The SEC is currently investigating why Musk waited until April 4, weeks after purchasing more than 5 percent of Twitter shares, to submit the form, the Journal reported.
In fact, according to the report, Musk’s Twitter holdings reached 5 percent on March 14. Under SEC regulations, this suggests the billionaire should have submitted a disclosure by March 24.
Despite all of this, Aron Solomon — the chief legal analyst for Esquire Digital — claims that Musk has no reason to worry.
At this point, in Solomon’s view, the acquisition is “too big to fail,” and regulatory involvement would only hurt shareholders.
“There is no way that the SEC, the [Department of Justice], or any other similarly-situated body will even consider laying a finger on this deal,” Solomon told The Western Journal in a statement.
“Aside from the fact that Elon Musk’s acquisition of Twitter is too big to fail, who would ultimately be hurt by regulatory involvement at this point would be the existing shareholders whose shares Musk is acquiring.”
Musk has had a long, contentious relationship with the SEC.
In September 2018, the agency sued him “over allegedly fraudulent statements he made on Twitter about having obtained funding to take Tesla private,” according to the Journal.
The suit ended with Musk paying a whopping $20 million fine.
Musk recently commented on the 2018 case, claiming he had not lied but was bullied into settling with the SEC.
According to Musk, regulators threatened to bombard Tesla with further litigation.
“Now it makes it look like I lied when I did not in fact lie,” he said, according to a separate Wall Street Journal report. “I was forced to admit that I lied to save Tesla’s life.”
The SEC is not the only agency looking into Musk. The Federal Trade Commission is launching its own separate investigation as well.
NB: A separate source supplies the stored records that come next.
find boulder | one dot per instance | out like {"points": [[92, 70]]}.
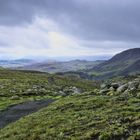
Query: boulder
{"points": [[122, 88], [105, 86], [115, 85], [15, 97], [133, 85], [104, 91]]}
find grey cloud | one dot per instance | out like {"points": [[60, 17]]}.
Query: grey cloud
{"points": [[87, 19]]}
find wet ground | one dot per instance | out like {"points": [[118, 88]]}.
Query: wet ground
{"points": [[15, 112]]}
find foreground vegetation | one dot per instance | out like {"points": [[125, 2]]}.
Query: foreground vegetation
{"points": [[80, 117], [82, 109]]}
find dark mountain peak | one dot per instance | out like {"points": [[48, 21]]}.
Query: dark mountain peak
{"points": [[126, 55]]}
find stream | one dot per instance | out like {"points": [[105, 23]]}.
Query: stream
{"points": [[15, 112]]}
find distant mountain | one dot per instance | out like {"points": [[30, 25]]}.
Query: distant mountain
{"points": [[56, 67], [124, 63], [15, 63]]}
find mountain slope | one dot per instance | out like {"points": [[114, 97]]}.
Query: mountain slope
{"points": [[124, 63], [55, 67]]}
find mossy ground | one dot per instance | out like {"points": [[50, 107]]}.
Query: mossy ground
{"points": [[86, 116], [80, 117]]}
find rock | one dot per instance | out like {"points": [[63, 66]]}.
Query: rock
{"points": [[115, 85], [133, 85], [138, 95], [111, 89], [16, 97], [62, 93], [104, 86], [104, 91], [122, 88]]}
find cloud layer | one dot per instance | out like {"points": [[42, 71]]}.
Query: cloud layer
{"points": [[55, 28]]}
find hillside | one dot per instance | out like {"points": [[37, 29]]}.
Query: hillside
{"points": [[55, 67], [15, 63], [124, 63], [110, 111]]}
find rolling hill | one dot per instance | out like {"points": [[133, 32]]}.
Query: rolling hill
{"points": [[55, 67], [124, 63]]}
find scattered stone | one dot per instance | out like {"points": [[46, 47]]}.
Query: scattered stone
{"points": [[138, 95], [122, 88], [104, 86], [16, 97], [115, 85], [104, 91]]}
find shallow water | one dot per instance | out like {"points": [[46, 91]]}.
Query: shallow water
{"points": [[15, 112]]}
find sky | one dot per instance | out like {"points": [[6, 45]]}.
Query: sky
{"points": [[67, 29]]}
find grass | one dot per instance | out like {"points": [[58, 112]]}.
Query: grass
{"points": [[80, 117]]}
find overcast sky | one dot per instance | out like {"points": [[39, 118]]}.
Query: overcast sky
{"points": [[68, 28]]}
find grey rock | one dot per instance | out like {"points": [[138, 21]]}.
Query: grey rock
{"points": [[104, 91], [104, 86], [16, 97], [122, 88], [115, 85]]}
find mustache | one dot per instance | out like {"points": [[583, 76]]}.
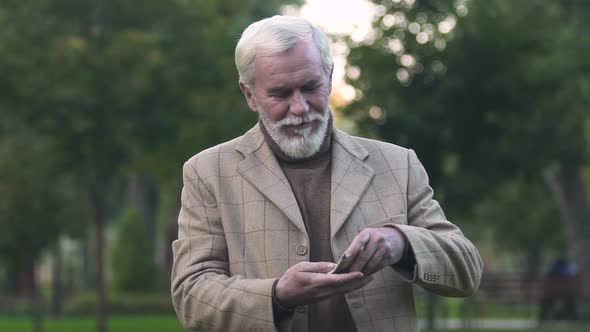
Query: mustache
{"points": [[299, 120]]}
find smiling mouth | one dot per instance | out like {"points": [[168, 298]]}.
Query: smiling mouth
{"points": [[301, 126]]}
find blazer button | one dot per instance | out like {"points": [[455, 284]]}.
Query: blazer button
{"points": [[301, 250]]}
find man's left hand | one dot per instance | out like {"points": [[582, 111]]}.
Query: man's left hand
{"points": [[375, 248]]}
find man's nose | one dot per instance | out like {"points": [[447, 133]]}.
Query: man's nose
{"points": [[298, 105]]}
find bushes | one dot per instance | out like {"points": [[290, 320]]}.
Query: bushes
{"points": [[120, 303]]}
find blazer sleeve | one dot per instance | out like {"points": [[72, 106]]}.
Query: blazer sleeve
{"points": [[447, 263], [204, 295]]}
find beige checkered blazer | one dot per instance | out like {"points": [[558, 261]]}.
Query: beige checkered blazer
{"points": [[240, 228]]}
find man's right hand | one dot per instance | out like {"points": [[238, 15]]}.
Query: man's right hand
{"points": [[307, 282]]}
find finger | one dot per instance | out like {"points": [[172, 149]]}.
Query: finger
{"points": [[364, 256], [316, 267], [336, 280], [357, 244], [376, 263], [352, 286]]}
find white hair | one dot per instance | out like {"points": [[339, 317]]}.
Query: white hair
{"points": [[274, 35]]}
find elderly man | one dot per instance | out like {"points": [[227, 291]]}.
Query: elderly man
{"points": [[265, 216]]}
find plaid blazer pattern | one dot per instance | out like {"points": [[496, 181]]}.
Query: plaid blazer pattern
{"points": [[240, 229]]}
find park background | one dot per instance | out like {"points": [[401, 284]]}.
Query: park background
{"points": [[101, 102]]}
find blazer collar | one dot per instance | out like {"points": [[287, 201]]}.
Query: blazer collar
{"points": [[350, 176]]}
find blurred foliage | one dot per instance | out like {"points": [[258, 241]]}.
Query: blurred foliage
{"points": [[121, 303], [490, 93], [134, 268], [93, 90], [37, 199]]}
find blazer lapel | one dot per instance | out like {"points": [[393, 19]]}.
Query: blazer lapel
{"points": [[261, 168], [350, 178]]}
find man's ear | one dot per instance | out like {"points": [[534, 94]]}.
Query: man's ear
{"points": [[249, 94]]}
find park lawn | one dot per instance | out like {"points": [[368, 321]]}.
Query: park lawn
{"points": [[169, 323], [151, 323], [580, 329]]}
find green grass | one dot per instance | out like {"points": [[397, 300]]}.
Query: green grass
{"points": [[152, 323], [169, 323], [581, 329]]}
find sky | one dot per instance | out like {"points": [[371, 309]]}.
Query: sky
{"points": [[338, 18]]}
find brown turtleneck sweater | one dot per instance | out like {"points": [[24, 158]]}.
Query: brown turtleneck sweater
{"points": [[310, 181]]}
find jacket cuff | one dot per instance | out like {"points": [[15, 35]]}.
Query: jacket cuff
{"points": [[280, 312]]}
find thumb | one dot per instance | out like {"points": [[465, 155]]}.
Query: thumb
{"points": [[316, 267]]}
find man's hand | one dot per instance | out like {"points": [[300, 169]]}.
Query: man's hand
{"points": [[375, 248], [307, 282]]}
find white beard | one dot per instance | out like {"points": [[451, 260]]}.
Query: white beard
{"points": [[307, 142]]}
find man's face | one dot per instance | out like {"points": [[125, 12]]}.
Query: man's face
{"points": [[290, 94]]}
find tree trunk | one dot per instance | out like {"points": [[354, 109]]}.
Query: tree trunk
{"points": [[101, 292], [143, 197], [567, 185], [34, 297], [56, 282]]}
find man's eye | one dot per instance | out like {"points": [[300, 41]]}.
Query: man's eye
{"points": [[280, 94], [310, 88]]}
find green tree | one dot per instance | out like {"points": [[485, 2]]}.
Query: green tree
{"points": [[37, 205], [490, 93], [134, 266], [124, 87]]}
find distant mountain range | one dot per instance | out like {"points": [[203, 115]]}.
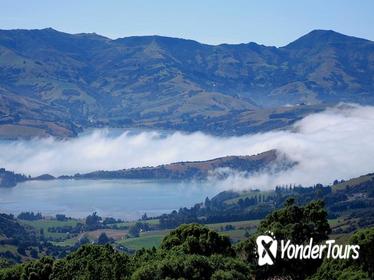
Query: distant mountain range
{"points": [[54, 83], [200, 170]]}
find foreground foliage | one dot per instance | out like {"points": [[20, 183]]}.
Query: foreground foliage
{"points": [[196, 252]]}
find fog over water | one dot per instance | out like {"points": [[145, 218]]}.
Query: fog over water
{"points": [[335, 144]]}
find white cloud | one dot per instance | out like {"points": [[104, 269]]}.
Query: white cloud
{"points": [[335, 144]]}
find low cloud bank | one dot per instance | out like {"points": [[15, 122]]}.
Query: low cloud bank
{"points": [[335, 144]]}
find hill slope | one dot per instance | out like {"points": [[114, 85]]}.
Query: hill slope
{"points": [[193, 169], [56, 83]]}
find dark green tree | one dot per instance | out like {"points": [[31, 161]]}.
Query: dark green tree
{"points": [[197, 239]]}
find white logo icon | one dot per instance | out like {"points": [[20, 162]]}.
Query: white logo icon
{"points": [[266, 249]]}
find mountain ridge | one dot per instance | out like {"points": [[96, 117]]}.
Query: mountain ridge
{"points": [[87, 80]]}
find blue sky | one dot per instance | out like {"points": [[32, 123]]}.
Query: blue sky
{"points": [[267, 22]]}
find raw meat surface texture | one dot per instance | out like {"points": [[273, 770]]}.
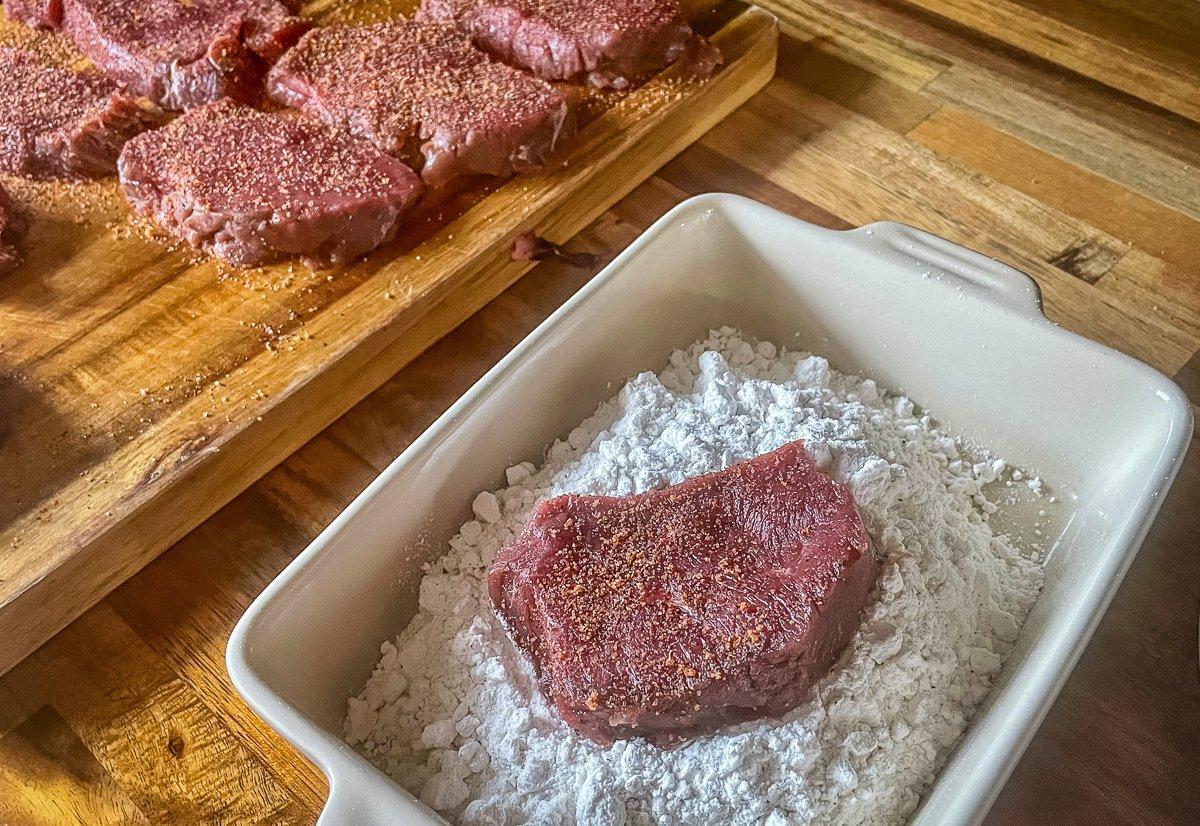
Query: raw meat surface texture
{"points": [[252, 186], [184, 54], [40, 13], [11, 229], [59, 123], [423, 90], [677, 611], [610, 43]]}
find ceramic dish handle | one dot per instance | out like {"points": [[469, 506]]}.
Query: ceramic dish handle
{"points": [[1006, 285], [369, 798]]}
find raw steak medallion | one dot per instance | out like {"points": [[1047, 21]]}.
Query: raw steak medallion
{"points": [[253, 186], [610, 43], [59, 123], [421, 89], [184, 54], [677, 611]]}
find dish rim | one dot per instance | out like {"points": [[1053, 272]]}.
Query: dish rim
{"points": [[354, 780]]}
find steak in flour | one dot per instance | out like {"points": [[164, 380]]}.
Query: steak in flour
{"points": [[677, 611], [11, 229], [184, 53], [423, 90], [610, 43], [59, 123], [252, 186]]}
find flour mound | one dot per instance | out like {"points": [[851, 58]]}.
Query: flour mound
{"points": [[453, 712]]}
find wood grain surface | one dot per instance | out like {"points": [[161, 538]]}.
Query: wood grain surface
{"points": [[1061, 137], [160, 387]]}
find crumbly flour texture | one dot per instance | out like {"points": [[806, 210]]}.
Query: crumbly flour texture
{"points": [[453, 712]]}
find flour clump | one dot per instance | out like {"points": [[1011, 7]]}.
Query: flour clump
{"points": [[453, 711]]}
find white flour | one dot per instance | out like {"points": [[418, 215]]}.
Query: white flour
{"points": [[451, 710]]}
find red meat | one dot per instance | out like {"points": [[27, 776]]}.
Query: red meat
{"points": [[41, 13], [611, 43], [421, 89], [252, 186], [59, 123], [677, 611]]}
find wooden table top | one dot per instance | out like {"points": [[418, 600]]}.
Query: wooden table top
{"points": [[1060, 136]]}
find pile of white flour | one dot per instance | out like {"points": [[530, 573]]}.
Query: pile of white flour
{"points": [[453, 713]]}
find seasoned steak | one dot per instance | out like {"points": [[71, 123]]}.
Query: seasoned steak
{"points": [[11, 229], [59, 123], [611, 43], [40, 13], [183, 54], [423, 88], [252, 186], [673, 612]]}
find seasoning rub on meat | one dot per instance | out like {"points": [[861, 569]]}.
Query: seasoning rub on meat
{"points": [[60, 123], [677, 611], [177, 54], [423, 93], [610, 43], [252, 186]]}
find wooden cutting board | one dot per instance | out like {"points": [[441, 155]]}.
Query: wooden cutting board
{"points": [[141, 389]]}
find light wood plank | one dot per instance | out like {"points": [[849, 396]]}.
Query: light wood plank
{"points": [[1161, 76], [862, 172], [173, 758], [1133, 217], [178, 400]]}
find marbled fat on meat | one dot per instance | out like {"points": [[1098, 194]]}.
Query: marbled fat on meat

“Separately, the Federal Trade Commission is investigating whether Mr. Musk violated a law that requires companies and people to report certain large transactions to antitrust-enforcement agencies, according to a person familiar with the matter,” the Journal reported Wednesday.
“After making the filing, an investor generally waits at least 30 days — giving the government time to review the purchase for whether it hurts competition — before buying more shares.”
The FTC investigation could result in fines of up to $43,792 a day.